The Concours Géza Anda 2024 will be held between 30th May and 8th June in Zurich and Winterthur. It is open to participants from all countries who are born after 30th May 1992.
Mozart Semi-Final with Musikkollegium Winterthur conducted by Mikhail Pletnev.
Final Concert with the Zurich Tonhalle Orchestra conducted by Paavo Järvi.
Among the countless competitions, the Concours Géza Anda is a unique and extraordinary institution in international comparison – and this is not only due to the high-ranking jury, which is staffed with outstanding representatives of the music world. What is special about the Concours Géza Anda piano competition is above all that the representative act of the final concert and the considerable prize money are not enough. The Géza Anda Foundation commits itself to the winners to accompany them as a mentor for three years and, among other things, to provide performance opportunities.

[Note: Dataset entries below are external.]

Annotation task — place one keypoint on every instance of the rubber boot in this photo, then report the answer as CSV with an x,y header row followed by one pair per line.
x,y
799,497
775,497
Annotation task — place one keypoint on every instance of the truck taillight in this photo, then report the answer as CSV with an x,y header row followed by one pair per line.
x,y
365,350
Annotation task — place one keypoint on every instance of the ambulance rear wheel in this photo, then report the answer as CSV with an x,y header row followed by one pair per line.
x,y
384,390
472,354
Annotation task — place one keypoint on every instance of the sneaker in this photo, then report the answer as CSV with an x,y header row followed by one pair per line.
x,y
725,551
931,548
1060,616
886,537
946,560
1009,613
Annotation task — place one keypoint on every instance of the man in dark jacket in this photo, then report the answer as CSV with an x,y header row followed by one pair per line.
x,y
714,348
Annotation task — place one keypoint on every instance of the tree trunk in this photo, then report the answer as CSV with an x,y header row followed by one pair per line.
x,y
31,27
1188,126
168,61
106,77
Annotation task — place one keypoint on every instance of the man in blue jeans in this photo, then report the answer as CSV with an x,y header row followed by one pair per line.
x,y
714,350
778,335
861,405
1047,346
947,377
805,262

Géza Anda was admitted to the famous Liszt Academy in Budapest at the age of just thirteen, and received his training from its legendary professors of the time such as Ernst von Dohnányi and Léo Weiner. A scholarship then enabled him to continue his studies in Berlin. Anda managed to emigrate to Switzerland during the Second World War, and from then on made this country his home. But his career took him across all of Europe and on repeated tours to the USA, Japan, Korea and South Africa. He performed with all the great conductors from Fricsay to Abbado and Boulez.
Géza Anda’s approach to music was shaped by the typically broad training provided by the Liszt Academy in Budapest, and was determined by a rational, extremely detailed, lucid analysis of the musical text at hand. Both as a performing musician and as a teacher, he placed importance on the most exact examination of the score before then setting himself free of it in order to attain a highly individual, personal interpretation of the music: “If you want to interpret a work, you can’t learn it”, he said; “you have to become completely at one with it”.

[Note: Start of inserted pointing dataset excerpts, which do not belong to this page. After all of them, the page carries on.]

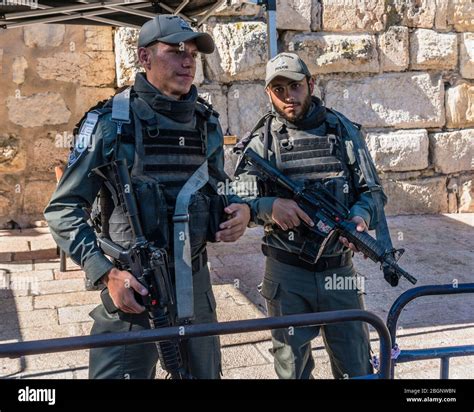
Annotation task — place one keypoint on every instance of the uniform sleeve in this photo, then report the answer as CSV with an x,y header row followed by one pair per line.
x,y
245,186
364,205
66,212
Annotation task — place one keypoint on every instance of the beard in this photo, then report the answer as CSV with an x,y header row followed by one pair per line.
x,y
294,118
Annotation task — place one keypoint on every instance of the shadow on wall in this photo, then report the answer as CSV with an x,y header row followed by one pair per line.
x,y
13,290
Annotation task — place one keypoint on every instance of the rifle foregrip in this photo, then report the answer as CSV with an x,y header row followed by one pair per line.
x,y
363,241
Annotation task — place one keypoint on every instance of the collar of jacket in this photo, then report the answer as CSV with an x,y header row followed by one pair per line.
x,y
179,110
313,119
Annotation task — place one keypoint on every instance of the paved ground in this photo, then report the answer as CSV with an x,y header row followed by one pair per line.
x,y
39,302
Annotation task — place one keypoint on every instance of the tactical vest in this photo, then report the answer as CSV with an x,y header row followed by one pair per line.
x,y
166,154
312,155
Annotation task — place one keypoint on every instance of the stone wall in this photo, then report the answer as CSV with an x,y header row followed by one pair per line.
x,y
402,68
49,76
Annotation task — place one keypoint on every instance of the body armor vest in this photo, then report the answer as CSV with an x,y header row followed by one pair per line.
x,y
167,153
315,154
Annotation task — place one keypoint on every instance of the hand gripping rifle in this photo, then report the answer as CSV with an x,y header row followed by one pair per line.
x,y
330,217
147,263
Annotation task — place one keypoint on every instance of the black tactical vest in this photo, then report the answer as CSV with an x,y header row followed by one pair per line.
x,y
309,153
167,153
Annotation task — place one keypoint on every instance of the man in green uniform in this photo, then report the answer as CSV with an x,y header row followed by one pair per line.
x,y
166,133
306,142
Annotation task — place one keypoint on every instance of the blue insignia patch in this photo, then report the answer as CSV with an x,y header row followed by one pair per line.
x,y
184,25
84,139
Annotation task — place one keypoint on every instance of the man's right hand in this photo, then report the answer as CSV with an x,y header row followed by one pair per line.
x,y
287,214
121,285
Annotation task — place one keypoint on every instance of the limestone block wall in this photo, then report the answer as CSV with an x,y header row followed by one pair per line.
x,y
402,68
49,76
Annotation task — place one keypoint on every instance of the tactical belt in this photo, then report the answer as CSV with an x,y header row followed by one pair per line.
x,y
292,259
197,262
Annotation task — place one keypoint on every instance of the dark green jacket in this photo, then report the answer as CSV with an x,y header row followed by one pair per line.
x,y
67,213
261,207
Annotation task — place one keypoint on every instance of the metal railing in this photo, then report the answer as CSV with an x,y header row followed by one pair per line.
x,y
18,349
444,353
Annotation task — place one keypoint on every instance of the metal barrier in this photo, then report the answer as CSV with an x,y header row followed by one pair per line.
x,y
14,350
444,354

Géza Anda is best known for his committed advocacy of the piano concertos of Bartók and Mozart. He gave more than 300 public performances of Bartók’s Second Piano Concerto, and his recording of all three remains the benchmark for them today. He was the first pianist to record all of Mozart’s piano concertos, directing them from the keyboard. But these cycles form only a small part of Anda’s vast discography and barely reflect his broad repertoire, which ranged from Bach to Rachmaninov and in the 1950s also encompassed contemporary music.
The Géza Anda-Foundation was created in 1978 in memory of the Hungarian-Swiss pianist Géza Anda, who had passed away two years earlier. The foundation engages in the support of young pianists in the musical spirit of Géza Anda. In addition to numerous other projects, its main focus is the organisation of a triennial international piano competition in Zurich – the Géza Anda Competition.

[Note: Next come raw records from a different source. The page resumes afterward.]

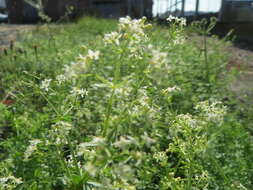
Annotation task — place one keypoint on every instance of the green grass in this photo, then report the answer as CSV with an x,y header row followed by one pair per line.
x,y
144,108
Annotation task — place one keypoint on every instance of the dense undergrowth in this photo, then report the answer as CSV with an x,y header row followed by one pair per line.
x,y
96,105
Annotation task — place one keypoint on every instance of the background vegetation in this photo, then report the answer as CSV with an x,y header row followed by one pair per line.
x,y
106,105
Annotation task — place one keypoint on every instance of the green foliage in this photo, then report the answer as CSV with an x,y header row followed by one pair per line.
x,y
141,107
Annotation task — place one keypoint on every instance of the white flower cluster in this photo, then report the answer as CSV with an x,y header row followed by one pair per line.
x,y
45,84
82,65
112,38
124,142
171,90
9,182
132,31
158,58
79,92
31,148
59,132
212,112
161,157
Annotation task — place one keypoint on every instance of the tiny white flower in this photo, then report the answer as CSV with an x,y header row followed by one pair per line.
x,y
60,79
93,55
171,89
79,92
45,84
31,148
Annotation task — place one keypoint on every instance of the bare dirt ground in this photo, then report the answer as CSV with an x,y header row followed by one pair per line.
x,y
241,58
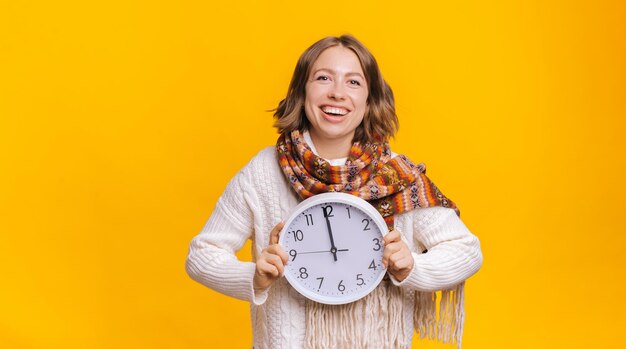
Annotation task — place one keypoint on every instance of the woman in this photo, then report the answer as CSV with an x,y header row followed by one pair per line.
x,y
334,125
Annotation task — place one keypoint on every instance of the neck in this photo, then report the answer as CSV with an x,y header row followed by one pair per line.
x,y
332,148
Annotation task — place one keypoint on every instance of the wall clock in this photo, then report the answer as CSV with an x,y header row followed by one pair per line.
x,y
335,247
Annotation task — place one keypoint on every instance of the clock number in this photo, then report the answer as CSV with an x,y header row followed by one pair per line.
x,y
372,265
309,219
321,281
328,211
377,247
367,224
298,235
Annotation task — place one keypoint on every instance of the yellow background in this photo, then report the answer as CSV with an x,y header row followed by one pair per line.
x,y
122,121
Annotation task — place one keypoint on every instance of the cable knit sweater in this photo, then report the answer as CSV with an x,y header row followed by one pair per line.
x,y
257,198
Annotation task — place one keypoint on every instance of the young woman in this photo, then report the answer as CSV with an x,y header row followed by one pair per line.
x,y
334,125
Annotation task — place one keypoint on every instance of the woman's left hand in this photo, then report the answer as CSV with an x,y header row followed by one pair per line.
x,y
397,257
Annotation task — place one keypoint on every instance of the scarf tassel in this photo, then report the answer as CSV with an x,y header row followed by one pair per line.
x,y
448,326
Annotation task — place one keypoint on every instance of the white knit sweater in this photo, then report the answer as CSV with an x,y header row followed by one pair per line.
x,y
257,198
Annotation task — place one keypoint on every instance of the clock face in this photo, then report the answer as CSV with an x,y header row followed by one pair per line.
x,y
335,247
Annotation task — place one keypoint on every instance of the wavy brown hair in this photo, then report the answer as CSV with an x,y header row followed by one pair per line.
x,y
380,121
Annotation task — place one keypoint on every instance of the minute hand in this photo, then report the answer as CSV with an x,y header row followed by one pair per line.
x,y
333,249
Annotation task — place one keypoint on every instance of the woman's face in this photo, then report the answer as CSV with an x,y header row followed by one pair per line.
x,y
336,96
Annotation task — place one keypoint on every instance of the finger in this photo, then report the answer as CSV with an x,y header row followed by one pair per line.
x,y
388,252
278,250
398,261
274,234
392,236
277,262
267,270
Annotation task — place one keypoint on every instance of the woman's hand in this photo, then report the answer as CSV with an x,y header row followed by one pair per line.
x,y
271,263
396,256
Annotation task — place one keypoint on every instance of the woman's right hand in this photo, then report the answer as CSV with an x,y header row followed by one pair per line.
x,y
271,263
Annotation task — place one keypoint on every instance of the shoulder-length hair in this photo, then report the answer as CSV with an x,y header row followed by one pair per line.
x,y
380,121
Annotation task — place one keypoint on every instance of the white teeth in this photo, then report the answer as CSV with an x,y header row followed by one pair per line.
x,y
337,111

In addition to organising the Concours Géza Anda international piano competition every three years in Zurich, the Géza Anda Foundation is also involved in other ways in promoting young pianists and, in particular, in enabling the laureates of previous competitions to present themselves to the public. This includes numerous projects and events which are arranged with various partner organisations or realised jointly.